Siguió desmantelándola, desatornillando las diferentes placas.

«Despacio, despacio…»

A los veintinueve años, Wyatt Gillette tenía el rostro enjuto de un hombre que mide uno ochenta y cinco y sólo pesa sesenta y nueve kilos, un hombre del que la gente siempre pensaba: «Alguien tendría que engordarlo un poco». Tenía el cabello muy oscuro, casi azabache, y hacía tiempo que no se lo había lavado ni peinado. En su brazo derecho lucía un tatuaje chapucero, una gaviota que vuela sobre una palmera.

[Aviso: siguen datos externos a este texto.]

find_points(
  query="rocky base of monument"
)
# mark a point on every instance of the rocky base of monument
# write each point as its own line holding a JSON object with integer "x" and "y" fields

Sintió un escalofrío repentino provocado por el fresco de la mañana de primavera. Una convulsión hizo que sus dedos malograran la ranura de la cabeza de uno de los pequeñísimos tornillos. Jadeó con rabia. Gillette tenía mucho talento para la mecánica, pero nadie puede ir muy lejos sin las herramientas adecuadas, y él estaba usando un destornillador hecho de un clip de sujetar papeles. No poseía más herramientas que eso y sus propias uñas. Hasta una navaja habría sido de más ayuda, pero no cabía encontrar tal cosa allí donde se hallaba, en la residencia temporal de Gillette: la cárcel masculina de media seguridad de San José, California.

«Despacio, despacio…»

Una vez que hubo desmantelado la placa de circuitos, localizó el Santo Grial que andaba buscando (un pequeño transistor gris) y dobló sus menudos cables hasta que se quebraron. Acto seguido, montó el transistor en otra plancha de circuitos, trenzando los extremos de los cables con mucho cuidado para que hicieran contacto (habría dado lo que fuera por un poco de estaño de soldadura, pero eso tampoco estaba a disposición de los reclusos).

Justo cuando acababa de hacerlo se oyó un portazo y unos pasos resonaron en la galería. Gillette alzó la vista, alarmado.

Alguien se acercaba a su celda. «Cristo bendito, no», pensó Gillette. Los pasos estaban a seis metros. Escondió la plancha de circuitos en la que había estado trabajando entre las páginas de un ejemplar de la revista Wired y devolvió los componentes restantes a la carcasa de la radio. La dejó pegada a la pared.

Se tumbó en el catre y comenzó a hojear otra revista, 2600, la gaceta de los hackers, mientras rezaba al Dios multiusos, a aquél con quien incluso los reclusos ateos hacen tratos al poco tiempo de estar entre rejas: «Por favor, que no registren la celda. Y, si lo hacen, por favor, que no encuentren el circuito».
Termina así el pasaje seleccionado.